Sunday, January 22, 2012

What's Next?

School. I have decided to go back and do something about that dead-end feeling. It struck me last week that I shouldn't allow lack of funding to hold me back, and so I am planning on enrolling in the Alternative License program at UCCS and get my Teaching License for Secondary Education. I want to eventually teach High School English. I have always wanted to teach, but my motivation just wasn't at the right level before now, and I figure I am at a stable enough point in my life to make it happen. Of course, it would have been easier to do when I was still and undergraduate, but I guess I'll just have to have faith that this is what I need to be doing right now. It struck me so forcefully that this is what I need to do, so I will trust that and move forward!

Sunday, January 8, 2012

Contemplation

It's been a little over a month since I started my new job, and I still love it. The kids are just so fun to work with! I begin as the cook soon, and so I will not get to work with the kids as much as I would like, but the hours are much nicer, so it's kind of a trade-off. So that is my update as far as the job goes.

As far as everything else, it seems having a job that I like and am good at does not automatically solve all of my other problems. Lately I have just felt a little bit lost. Like there is no forward motion happening in my life. I suppose I have felt this way before, and every time I did, I would move. Move states, move apartment complexes, move out of the country, move back to the states, move out of my family's house. But right now, I have nowhere to go. I can't move. I don't know if I am just getting bored with where I am or if I am discontent with the way my life is going. Before, I could always escape. But there isn't an easy way out of the situation I am in now, and I don't know if changing my surroundings will be at all helpful to me right now.

So what I am left with is the monotony of a never-changing tomorrow that I feel powerless to change. I have a useless degree, a dead-end job, a student loan, and it looks as if very soon I will have to add a car payment to that list. I know I sound like a downer, but I'm not sad or upset, I am just at a loss of what to do next. I suppose I could find a way to keep traveling the world, but I don't believe that will bring me any more satisfaction in life than I have now.

As much as I harp on it, I want a purpose. I want to be needed. I need some kind of responsibility in life. I want to be a wife, a mother, a homemaker. But since thus far I have not even seriously dated, I doubt that I will be in that situation for a long time yet.

So then what? What does one do when denied what they have always viewed as the purpose of their time in this second estate? That is what I am trying to figure out. And so far, I am left a little confused and entirely at a loss.
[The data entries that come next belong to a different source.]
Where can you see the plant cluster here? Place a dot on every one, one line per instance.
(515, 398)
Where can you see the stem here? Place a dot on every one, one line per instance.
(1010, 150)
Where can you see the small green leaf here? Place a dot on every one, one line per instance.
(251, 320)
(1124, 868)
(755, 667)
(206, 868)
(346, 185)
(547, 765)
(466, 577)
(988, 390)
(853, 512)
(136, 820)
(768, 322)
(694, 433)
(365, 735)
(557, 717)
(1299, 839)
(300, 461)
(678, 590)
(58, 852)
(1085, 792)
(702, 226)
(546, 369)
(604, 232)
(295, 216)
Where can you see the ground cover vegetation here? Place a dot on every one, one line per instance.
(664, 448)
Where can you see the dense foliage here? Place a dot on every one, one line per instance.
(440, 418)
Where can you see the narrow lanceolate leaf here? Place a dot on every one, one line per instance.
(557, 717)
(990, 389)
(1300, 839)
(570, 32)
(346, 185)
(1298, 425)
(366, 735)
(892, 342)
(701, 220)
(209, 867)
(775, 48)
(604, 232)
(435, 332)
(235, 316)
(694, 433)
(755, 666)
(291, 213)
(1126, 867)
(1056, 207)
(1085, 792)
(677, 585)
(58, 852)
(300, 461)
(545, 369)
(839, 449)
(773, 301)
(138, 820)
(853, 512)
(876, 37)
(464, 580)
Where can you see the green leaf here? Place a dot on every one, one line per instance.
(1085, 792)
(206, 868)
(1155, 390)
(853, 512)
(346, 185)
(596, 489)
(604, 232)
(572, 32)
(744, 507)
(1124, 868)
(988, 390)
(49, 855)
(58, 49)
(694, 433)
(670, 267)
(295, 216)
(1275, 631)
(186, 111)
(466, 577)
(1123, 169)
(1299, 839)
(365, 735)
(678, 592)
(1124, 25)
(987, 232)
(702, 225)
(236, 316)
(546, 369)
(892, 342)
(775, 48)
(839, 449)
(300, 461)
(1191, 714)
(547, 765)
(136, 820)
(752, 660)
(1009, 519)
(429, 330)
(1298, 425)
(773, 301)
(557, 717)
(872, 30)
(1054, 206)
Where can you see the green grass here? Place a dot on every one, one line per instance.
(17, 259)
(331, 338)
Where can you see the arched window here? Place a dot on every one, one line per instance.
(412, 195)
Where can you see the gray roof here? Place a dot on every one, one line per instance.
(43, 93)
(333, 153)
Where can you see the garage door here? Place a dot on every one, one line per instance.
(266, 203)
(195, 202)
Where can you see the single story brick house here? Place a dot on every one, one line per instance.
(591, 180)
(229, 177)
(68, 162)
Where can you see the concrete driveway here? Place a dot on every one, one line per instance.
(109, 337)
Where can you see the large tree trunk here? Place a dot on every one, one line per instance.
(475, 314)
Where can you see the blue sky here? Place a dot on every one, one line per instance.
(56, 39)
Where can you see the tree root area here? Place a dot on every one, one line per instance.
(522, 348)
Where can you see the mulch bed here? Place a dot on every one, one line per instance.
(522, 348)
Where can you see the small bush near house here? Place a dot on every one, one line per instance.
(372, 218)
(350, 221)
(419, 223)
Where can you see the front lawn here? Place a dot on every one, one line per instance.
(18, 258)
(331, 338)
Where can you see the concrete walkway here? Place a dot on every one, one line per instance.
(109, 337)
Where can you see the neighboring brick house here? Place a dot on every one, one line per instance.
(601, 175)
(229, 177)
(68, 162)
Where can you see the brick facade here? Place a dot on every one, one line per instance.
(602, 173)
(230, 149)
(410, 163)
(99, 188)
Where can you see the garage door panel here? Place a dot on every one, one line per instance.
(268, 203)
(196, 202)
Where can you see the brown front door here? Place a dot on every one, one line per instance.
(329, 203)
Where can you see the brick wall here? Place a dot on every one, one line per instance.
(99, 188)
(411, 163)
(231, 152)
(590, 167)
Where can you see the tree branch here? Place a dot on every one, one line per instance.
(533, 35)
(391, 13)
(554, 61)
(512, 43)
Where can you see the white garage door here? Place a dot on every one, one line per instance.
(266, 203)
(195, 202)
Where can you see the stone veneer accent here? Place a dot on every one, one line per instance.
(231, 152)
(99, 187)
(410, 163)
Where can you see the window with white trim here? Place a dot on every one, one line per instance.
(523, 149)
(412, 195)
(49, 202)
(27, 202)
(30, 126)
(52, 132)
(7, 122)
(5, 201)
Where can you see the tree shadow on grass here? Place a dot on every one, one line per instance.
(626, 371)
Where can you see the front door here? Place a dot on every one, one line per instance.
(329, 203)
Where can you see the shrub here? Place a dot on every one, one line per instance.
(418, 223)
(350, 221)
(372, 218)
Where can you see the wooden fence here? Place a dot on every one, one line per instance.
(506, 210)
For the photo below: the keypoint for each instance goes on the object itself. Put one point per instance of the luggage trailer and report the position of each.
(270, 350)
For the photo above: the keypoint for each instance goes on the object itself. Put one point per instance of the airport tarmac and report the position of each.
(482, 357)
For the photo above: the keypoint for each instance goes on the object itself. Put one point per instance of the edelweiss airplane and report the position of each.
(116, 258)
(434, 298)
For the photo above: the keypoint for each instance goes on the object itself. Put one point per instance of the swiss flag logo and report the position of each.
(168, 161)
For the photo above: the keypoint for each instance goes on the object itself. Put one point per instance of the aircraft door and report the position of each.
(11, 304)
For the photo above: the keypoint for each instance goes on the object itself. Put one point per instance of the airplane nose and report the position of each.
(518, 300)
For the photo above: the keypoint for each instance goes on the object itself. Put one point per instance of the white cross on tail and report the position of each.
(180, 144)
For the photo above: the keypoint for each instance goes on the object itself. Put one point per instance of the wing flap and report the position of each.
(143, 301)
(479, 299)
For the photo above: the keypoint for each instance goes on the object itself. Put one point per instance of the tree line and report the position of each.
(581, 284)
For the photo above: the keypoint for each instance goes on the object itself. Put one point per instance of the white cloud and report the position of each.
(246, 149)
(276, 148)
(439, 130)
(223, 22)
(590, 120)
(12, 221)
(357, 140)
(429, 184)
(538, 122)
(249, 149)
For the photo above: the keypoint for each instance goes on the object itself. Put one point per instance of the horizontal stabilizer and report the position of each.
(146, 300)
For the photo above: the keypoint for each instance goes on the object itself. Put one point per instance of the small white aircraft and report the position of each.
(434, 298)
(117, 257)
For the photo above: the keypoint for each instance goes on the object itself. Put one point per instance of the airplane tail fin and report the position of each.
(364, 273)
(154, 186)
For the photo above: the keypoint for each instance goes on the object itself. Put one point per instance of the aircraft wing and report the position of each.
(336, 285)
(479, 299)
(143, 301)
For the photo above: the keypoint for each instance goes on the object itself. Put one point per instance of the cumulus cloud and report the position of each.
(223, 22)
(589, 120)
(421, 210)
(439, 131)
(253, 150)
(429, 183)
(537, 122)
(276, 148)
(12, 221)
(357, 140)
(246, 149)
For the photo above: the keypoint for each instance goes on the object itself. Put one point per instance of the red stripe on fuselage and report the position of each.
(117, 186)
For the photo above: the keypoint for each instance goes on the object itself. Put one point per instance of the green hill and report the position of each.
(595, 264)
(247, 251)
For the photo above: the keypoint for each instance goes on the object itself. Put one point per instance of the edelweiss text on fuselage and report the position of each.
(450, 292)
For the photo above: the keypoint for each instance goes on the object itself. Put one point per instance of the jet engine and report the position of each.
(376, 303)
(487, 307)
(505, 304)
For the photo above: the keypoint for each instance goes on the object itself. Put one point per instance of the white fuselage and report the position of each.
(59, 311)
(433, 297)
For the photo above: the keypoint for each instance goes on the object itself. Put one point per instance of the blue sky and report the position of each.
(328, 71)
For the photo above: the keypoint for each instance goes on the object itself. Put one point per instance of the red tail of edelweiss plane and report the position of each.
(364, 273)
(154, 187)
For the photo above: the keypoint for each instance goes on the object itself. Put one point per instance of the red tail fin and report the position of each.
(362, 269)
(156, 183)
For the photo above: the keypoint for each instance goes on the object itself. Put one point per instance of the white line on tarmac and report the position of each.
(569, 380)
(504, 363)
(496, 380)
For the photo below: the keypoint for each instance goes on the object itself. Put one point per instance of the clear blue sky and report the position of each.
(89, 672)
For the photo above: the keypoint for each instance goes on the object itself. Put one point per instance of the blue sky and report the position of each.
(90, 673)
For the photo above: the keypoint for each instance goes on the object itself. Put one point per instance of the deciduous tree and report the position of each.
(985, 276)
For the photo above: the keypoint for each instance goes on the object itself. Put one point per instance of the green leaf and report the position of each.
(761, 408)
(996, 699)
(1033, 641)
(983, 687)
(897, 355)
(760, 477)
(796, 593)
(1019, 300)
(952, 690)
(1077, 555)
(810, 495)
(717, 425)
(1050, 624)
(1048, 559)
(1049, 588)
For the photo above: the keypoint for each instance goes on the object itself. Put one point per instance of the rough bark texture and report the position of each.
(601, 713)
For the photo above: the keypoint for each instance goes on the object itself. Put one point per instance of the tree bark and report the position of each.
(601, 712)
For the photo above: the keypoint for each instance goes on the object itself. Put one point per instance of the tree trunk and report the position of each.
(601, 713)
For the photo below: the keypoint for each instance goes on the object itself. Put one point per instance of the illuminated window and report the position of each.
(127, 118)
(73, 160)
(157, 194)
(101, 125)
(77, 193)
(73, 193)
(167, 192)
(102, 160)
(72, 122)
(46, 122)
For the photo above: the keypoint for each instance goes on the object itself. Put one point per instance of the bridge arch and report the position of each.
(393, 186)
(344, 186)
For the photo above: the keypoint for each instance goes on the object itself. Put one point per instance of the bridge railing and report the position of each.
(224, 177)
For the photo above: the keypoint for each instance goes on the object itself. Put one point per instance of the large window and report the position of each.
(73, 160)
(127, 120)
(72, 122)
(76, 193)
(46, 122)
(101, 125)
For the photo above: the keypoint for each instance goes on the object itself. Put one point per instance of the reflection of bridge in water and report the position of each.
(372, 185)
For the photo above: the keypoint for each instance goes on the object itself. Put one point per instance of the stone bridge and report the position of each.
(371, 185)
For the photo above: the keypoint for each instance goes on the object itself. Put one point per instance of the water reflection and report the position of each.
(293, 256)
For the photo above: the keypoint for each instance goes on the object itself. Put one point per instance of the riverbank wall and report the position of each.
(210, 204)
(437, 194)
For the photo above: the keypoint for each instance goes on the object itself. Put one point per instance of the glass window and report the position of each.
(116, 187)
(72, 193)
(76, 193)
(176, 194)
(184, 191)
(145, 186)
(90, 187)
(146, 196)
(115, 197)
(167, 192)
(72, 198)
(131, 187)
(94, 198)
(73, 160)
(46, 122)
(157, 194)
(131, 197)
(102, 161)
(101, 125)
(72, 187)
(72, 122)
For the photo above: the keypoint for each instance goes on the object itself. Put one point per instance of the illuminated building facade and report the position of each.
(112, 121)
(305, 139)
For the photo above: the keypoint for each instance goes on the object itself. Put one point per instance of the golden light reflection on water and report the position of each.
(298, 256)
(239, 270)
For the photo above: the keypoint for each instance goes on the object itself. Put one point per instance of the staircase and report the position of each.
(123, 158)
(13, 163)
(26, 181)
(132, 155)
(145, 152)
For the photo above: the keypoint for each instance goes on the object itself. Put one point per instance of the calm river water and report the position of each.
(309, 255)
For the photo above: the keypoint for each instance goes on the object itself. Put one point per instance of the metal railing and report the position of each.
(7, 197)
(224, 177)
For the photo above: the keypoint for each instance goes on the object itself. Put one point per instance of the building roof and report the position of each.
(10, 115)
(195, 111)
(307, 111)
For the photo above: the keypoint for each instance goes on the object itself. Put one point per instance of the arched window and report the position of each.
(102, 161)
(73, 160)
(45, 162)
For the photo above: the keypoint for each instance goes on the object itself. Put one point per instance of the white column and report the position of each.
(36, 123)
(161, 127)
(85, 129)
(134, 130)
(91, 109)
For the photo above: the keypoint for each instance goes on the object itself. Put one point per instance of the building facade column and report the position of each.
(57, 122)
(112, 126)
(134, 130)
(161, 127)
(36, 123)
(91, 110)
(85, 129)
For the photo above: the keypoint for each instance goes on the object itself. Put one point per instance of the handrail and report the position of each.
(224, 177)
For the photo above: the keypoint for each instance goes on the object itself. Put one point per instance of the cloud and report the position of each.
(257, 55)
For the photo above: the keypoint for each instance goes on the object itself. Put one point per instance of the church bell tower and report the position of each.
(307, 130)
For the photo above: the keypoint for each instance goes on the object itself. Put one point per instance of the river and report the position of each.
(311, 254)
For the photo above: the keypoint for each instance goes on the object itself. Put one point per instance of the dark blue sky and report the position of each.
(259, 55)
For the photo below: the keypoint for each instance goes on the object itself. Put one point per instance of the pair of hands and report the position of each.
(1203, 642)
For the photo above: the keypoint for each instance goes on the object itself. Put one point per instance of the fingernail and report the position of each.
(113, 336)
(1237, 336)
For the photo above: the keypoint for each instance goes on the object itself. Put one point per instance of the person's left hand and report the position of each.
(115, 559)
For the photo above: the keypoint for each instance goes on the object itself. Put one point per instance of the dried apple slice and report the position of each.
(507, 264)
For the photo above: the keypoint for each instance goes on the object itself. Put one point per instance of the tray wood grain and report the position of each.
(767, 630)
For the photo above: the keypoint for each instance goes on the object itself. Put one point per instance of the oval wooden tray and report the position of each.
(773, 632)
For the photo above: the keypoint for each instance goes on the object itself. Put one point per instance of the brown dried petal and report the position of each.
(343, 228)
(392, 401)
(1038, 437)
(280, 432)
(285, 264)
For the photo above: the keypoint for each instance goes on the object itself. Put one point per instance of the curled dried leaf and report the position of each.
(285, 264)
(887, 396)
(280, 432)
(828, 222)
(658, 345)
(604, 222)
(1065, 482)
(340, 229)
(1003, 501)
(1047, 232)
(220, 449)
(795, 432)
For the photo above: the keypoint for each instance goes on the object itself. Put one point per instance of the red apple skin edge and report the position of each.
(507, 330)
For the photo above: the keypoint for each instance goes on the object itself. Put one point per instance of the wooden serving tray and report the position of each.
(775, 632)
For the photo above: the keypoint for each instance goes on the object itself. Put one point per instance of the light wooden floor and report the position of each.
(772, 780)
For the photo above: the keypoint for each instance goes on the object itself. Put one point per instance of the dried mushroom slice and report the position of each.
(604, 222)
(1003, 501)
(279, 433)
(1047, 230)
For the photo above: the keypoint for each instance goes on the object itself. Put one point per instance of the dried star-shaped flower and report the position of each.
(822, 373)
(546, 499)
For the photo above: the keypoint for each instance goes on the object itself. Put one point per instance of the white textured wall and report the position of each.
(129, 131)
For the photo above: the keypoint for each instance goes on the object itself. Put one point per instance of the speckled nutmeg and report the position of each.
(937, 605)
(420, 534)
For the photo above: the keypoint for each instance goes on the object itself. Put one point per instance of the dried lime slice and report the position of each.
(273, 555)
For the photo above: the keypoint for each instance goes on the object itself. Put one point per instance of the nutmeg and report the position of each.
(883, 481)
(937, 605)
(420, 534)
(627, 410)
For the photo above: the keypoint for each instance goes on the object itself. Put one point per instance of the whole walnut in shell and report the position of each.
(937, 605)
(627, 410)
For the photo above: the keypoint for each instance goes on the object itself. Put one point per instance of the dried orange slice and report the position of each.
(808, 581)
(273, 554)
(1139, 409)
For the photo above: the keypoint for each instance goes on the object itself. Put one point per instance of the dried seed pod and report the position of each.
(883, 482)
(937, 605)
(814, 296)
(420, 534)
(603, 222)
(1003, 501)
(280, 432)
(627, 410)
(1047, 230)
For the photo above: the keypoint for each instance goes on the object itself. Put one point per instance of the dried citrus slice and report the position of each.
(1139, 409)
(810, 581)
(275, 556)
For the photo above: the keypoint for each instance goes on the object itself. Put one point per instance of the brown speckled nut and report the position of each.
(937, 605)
I know what I want out of life. I know that I was born to a purpose and that I am an immeasurably valuable daughter of God. So what am I supposed to do? There has to be more than what I do now. I just have to find what it is that either I am missing, or that I haven't given enough thought, fasting, and prayer to have received an answer for. Until the day that I find it, I will remain a stalwart, faithful, and humble servant in the Kingdom of our Heavenly Father. And if I say that enough times, maybe one day I will actually become all that I am needed to be.